Nellie M. Payne died at home in Chicago in 1990, age 89.[17]

References

  1. Annual Catalogue of the Officers, Students, and Graduates of the Kansas State Agricultural College (Kansas State University):73.
  2. "Out of Town Notes" Alma Enterprise (December 11, 1914): 1. via Newspapers.com
  3. "Nellie Maria de Cottrell Payne" in Marilyn Ogilvie and Joy Harvey, eds., The Biographical Dictionary of Women in Science: Pioneering Lives From Ancient Times to the Mid-20th Century (Routledge 2003): 993. ISBN 9781135963439
  4. Nellie Maria de Cottrell Payne, "Freezing and Survival of Insects at Low Temperature" (Ph.D. dissertation, University of Minnesota, 1925).

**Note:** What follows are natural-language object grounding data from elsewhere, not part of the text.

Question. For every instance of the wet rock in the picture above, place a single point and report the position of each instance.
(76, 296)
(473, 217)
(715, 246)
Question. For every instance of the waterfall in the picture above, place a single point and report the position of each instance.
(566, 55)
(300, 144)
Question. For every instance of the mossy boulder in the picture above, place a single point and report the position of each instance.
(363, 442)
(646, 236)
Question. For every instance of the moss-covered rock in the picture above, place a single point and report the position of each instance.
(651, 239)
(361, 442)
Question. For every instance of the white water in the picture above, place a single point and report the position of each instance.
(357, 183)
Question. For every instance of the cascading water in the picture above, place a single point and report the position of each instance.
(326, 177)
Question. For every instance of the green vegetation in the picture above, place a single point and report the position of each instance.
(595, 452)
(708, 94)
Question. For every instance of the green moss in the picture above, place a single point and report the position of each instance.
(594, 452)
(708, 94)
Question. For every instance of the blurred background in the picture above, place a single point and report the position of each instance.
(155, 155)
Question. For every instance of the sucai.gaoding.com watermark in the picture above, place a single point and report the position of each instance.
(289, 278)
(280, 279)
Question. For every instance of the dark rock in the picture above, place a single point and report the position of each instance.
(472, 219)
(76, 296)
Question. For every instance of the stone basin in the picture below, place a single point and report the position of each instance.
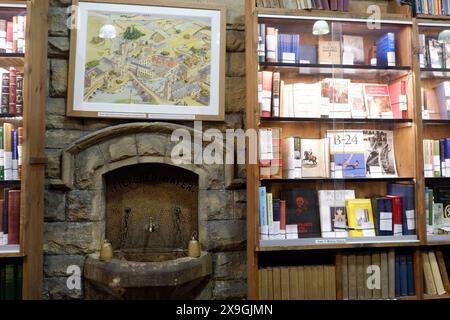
(147, 274)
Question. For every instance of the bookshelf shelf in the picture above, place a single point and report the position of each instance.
(335, 120)
(435, 122)
(337, 243)
(350, 71)
(407, 133)
(306, 180)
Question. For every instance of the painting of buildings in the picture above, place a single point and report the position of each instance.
(149, 59)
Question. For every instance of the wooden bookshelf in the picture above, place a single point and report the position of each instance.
(408, 133)
(34, 65)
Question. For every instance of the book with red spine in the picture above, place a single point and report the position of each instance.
(12, 90)
(14, 217)
(397, 95)
(397, 214)
(9, 37)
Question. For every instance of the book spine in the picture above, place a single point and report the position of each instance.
(276, 94)
(15, 155)
(263, 227)
(12, 90)
(13, 217)
(19, 93)
(5, 93)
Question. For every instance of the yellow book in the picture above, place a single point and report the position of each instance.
(360, 218)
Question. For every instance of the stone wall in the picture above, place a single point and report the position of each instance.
(69, 225)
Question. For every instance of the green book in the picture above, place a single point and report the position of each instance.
(2, 155)
(9, 282)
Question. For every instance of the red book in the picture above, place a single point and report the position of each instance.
(267, 83)
(14, 217)
(397, 214)
(397, 95)
(12, 90)
(283, 217)
(9, 36)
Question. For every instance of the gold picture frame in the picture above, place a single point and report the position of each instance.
(145, 59)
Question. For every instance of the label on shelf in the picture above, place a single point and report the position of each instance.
(331, 241)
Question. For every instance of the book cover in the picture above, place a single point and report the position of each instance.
(308, 54)
(329, 52)
(333, 215)
(302, 210)
(315, 158)
(386, 50)
(356, 100)
(352, 49)
(379, 153)
(360, 218)
(406, 191)
(377, 100)
(436, 54)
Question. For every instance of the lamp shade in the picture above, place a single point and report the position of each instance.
(320, 28)
(108, 31)
(444, 36)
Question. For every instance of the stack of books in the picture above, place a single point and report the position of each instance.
(432, 7)
(341, 154)
(436, 281)
(12, 35)
(335, 5)
(311, 282)
(12, 92)
(330, 98)
(437, 208)
(396, 271)
(303, 213)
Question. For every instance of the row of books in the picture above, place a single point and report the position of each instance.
(10, 217)
(436, 281)
(330, 98)
(437, 209)
(341, 154)
(277, 47)
(335, 5)
(433, 53)
(436, 101)
(12, 35)
(11, 141)
(305, 213)
(12, 92)
(432, 7)
(436, 157)
(10, 281)
(309, 282)
(396, 273)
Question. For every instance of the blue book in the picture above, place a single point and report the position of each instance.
(403, 276)
(308, 54)
(410, 267)
(263, 211)
(397, 276)
(384, 217)
(406, 191)
(353, 164)
(386, 50)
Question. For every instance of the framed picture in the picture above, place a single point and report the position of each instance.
(148, 60)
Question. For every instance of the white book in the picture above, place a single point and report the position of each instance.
(333, 217)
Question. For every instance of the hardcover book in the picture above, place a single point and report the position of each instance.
(360, 218)
(315, 158)
(333, 213)
(379, 153)
(329, 52)
(377, 100)
(353, 48)
(302, 210)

  5. "News of the State" Columbia Evening Missourian (September 9, 1921): 6. via Newspapers.com
  6. Nellie M. Payne, "Cold Hardiness in the Japanese Beetle, Popilia Japonica Newman" Biological Bulletin 55(3)(September 1928): 163-179.
  7. Nellie M. C. Payne, General Physiology of Insects: Outlines of Lectures (University of Minnesota 1933).

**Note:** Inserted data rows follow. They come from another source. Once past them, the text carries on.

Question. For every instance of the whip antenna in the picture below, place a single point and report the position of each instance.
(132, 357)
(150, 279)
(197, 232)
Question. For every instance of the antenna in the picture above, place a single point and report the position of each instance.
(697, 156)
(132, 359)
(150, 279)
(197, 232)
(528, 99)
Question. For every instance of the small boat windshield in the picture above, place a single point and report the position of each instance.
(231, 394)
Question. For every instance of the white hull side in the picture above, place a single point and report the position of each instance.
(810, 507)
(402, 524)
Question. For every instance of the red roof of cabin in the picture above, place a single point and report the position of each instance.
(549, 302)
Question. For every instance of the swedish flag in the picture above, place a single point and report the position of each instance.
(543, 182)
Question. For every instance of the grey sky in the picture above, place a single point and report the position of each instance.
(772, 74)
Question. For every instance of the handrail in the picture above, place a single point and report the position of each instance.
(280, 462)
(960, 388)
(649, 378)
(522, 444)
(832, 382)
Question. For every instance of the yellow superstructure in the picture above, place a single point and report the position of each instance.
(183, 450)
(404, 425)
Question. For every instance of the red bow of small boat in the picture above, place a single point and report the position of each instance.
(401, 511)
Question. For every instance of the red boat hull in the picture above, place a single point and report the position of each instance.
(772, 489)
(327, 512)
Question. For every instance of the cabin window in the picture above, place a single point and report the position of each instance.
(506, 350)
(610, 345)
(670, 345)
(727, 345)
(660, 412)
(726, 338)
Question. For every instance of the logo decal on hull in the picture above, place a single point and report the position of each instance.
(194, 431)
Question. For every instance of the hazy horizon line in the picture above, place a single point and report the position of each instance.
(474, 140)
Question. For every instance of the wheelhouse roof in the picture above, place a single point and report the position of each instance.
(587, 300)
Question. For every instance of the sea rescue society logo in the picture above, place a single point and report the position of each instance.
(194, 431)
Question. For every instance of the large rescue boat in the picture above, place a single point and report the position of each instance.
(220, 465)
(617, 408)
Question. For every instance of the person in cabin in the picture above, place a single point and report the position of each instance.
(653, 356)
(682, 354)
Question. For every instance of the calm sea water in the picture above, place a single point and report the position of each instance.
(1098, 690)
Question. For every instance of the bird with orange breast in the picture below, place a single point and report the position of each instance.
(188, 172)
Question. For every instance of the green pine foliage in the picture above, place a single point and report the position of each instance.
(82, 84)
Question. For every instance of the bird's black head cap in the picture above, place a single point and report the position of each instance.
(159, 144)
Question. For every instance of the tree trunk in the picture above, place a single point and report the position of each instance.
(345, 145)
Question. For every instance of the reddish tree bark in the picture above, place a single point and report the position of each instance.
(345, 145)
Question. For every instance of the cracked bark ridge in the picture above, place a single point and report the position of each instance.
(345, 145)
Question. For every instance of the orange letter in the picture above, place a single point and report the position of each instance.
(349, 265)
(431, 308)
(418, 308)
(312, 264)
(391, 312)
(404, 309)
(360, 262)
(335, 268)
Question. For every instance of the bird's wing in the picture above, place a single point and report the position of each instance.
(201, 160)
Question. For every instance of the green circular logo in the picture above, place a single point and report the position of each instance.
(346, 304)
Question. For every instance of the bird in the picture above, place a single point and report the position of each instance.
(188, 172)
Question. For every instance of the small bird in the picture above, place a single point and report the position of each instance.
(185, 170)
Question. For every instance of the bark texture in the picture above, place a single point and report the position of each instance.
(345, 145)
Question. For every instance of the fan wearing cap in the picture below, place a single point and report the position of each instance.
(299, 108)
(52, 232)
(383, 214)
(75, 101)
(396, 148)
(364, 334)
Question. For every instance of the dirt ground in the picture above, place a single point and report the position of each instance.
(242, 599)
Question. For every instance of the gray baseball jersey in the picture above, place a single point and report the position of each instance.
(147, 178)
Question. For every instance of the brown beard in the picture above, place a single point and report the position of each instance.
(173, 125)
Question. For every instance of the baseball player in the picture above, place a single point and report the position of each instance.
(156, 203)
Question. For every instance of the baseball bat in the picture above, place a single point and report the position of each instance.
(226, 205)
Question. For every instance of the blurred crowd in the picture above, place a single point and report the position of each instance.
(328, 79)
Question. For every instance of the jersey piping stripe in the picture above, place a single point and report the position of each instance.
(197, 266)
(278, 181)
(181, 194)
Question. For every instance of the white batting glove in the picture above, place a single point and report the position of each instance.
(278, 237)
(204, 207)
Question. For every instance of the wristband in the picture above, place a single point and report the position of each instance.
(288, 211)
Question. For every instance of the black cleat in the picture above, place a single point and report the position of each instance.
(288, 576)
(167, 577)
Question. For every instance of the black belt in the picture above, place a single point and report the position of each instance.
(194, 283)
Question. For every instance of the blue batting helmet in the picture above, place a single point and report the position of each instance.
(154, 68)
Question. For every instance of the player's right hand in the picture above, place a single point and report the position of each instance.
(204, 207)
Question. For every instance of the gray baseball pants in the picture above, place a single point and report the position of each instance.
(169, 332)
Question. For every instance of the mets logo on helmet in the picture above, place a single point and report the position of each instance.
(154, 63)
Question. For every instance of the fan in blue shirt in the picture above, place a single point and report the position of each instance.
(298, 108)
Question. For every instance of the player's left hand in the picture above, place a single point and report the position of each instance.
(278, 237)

  8. Nellie M. Payne, "Measures of Insect Cold Hardiness" Biological Bulletin 52(6)(June 1927): 449-457.
  9. U. S. Patent No. 2289541, granted on July 14, 1942, to Walter Ericks and Nellie M. C. Payne.
  10. U. S. Patent No. 2469340, granted on May 3, 1949, to Nellie M. C. Payne.
  11. "Nellie M. Payne, ESA Fellow (1940)" Entomological Society of America.
  12. "Nellie M. Payne, ESA Fellow (1940)" Entomological Society of America.
  13. "Nellie M. Payne, ESA Fellow (1940)" Entomological Society of America.
  14. Lauritz Sømme, Invertebrates in Hot and Cold Arid Environments (Springer Science and Business Media 2012): 174. ISBN 9783642795831
  15. M. S. Mani, Ecology and Biogeography of High Altitude Insects (Springer Science and Business Media 2013): 441. ISBN 9789401713399
  16. "Insect Cold Hardiness" in S. R. Leather, K. F. A. Walters, and J. S. Bale, The Ecology of Insect Overwintering (Cambridge University Press 1995): 120. ISBN 9780521556705
  17. "Nellie M. Decottrell Payne" Chicago Tribune (July 22, 1990).